Climate change as a factor
There is another important dimension to get our collective heads around in order to look at this epidemic in the appropriate manner from a long-term perspective. It relates to Ebola’s transmission mechanism — and the big question of why this is happening right now.
There is a long list of relatively newly recognized diseases, even though these viruses have been around for a long time. The list only starts with Ebola and includes Marburg, Nipah, Lyssavirus, MERS and SARS.
If we look at the outbreaks of new human diseases, about 70% of them come from an animal to a human. The likely cause is human encroachment on environments where humans were not before — and where people get in close proximity to different animals. That is essentially how these diseases spread.
Enter the fruit bat
The viruses that we have documented recently all seem to be associated with migratory fruit bats. These bats are shy animals. They live in the high canopies of rainforests. In fact, they are among the great pollinators of planet Earth, like bees to flowers. The bats are pollinating our rainforests.
Without them, we would simply have no rainforests. And these rainforests matter greatly to us humans, in part because they are the oxygen-producing lungs of the planet. Aside form their environmental benefits, many important substances come from the rainforests, including providing the basis for drugs used to combat illnesses.
As it turns out, the populations of these fruit bats are clearly stressed, just as the rainforests themselves are clearly stressed by climate change. The question is: Are we stressing these populations of bats so much that they are taking risks, which these shy nocturnal animals would otherwise never take? Are they coming closer to human habitation and agriculture, because they are basically starving?

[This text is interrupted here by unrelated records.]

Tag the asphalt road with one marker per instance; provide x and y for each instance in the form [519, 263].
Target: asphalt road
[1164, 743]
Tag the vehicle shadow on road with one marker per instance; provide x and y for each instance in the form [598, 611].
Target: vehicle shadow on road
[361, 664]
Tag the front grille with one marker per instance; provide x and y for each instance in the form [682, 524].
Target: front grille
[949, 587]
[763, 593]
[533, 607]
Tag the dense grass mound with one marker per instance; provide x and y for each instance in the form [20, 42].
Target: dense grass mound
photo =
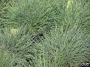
[38, 33]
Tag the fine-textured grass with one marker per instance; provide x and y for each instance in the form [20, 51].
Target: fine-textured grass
[64, 25]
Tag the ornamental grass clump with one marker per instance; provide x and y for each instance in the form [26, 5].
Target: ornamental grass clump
[65, 48]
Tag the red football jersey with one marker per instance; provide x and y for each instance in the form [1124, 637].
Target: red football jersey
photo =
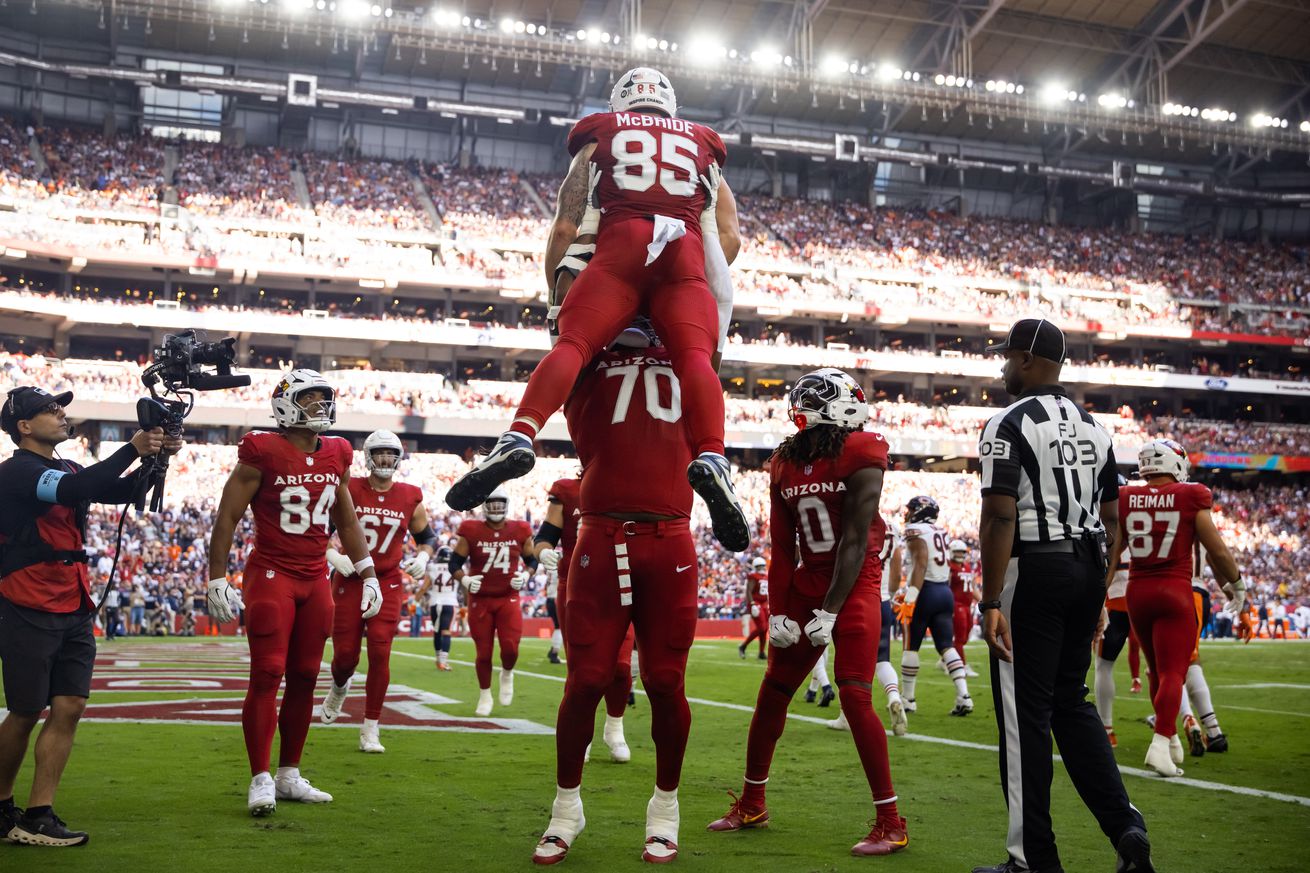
[812, 497]
[292, 507]
[650, 164]
[1160, 523]
[494, 553]
[625, 417]
[385, 518]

The 24-hour-news cycle has raised fears and many Americans worry about their personal health. This is not helpful. It remains highly unlikely that the virus will accidentally find its way to the USA, Canada or Europe; were it to do so, swift containment is likely.
Americans should, however, fear on behalf of the people of West Africa, worry about their dire financial straits and paucity of skilled health workers, and wonder what might next emerge from our climate-stressed forests and other ecospheres.
Our instinct may just be to shut ourselves off from being affected by the Ebola virus. And yet, that is not just a poor choice. It is an impossible choice.
Takeaways
“We are outsiders dressed in space suits – and we don’t look like you, but you should believe us.”
The countries hit by Ebola have experienced brutal civil wars and heinous human rights violations, eroding trust.
Fruit bats, shy nocturnal animals, are taking risks to get food – and transmitting infections. Why now?